Recycling and the Ontology of the Object in Late Medieval Europe

Saturday, January 6, 2018: 10:30 AM
Maryland Suite A (Marriott Wardman Park)
Daniel L. Smail, Harvard University
In recent years, numerous approaches have converged on the core concept that now guides the study of persons and things, namely, that social life depends on material things and is entangled with them. One of the products of this approach is a “flat ontology” that treats persons and things as ontologically indistinct. This paper contributes to this literature through a study of aspects of the human-object relationship that are revealed in a representative sample of a hundred household inventories from later medieval Marseille. Inventories have been studied by late medieval and early modern European historians for numerous reasons. Among other things, inventories reveal patterns of use and consumption as well as the layout and gendering of household objects.
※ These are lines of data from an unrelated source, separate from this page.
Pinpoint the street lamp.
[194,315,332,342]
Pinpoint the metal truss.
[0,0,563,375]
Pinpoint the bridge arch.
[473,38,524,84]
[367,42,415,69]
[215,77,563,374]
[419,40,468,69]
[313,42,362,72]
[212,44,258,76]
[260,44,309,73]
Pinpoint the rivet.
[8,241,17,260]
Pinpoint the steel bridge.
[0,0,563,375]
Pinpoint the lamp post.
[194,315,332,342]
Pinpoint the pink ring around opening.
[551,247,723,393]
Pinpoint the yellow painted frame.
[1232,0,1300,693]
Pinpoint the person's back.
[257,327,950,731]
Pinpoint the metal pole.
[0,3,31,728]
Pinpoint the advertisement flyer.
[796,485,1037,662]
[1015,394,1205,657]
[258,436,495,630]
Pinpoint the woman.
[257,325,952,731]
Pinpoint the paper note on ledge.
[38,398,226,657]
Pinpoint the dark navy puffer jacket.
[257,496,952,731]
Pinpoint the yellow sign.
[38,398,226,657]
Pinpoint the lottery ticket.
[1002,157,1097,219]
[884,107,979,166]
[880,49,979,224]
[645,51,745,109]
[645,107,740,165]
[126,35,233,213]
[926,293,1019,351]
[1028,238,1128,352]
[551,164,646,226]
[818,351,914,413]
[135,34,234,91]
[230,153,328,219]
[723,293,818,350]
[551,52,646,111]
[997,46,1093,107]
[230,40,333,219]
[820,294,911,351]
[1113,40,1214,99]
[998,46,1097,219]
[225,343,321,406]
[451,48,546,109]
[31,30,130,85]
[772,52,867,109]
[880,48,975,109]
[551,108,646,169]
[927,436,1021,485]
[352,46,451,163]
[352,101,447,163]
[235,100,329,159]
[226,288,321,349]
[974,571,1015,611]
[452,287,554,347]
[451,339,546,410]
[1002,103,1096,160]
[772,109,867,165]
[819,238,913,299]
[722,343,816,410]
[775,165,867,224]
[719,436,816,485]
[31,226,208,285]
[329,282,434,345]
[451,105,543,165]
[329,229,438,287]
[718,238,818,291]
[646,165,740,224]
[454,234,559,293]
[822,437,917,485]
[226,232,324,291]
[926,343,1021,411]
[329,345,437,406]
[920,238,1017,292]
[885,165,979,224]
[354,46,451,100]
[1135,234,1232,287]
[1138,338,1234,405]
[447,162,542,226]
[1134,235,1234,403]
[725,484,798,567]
As I shall discuss in this paper, inventories are also very good sources for understanding material ontology: the contemporary understanding of the being or “thingness” of objects. The practice of recycling provides especially useful insights into material ontology, given that the being of an object becomes especially clear as we contemplate the act of taking it apart. Nearly everything in the medieval European household, as it happens, was subject to recycling. Most inventories include at least some objects nearing this important transition. In addition, numerous items, especially clothes, incorporate components recycled from older items. The omnipresence of recycling, and the composite objects that result from the practice, suggests that people of this era understood “thingness” in a way that is very different from our own material ontology. By deploying a metaphorical system that draws an equivalence between persons and things, the anthropology of consumption has failed to grasp the radical alterity of the late medieval ontology of the object.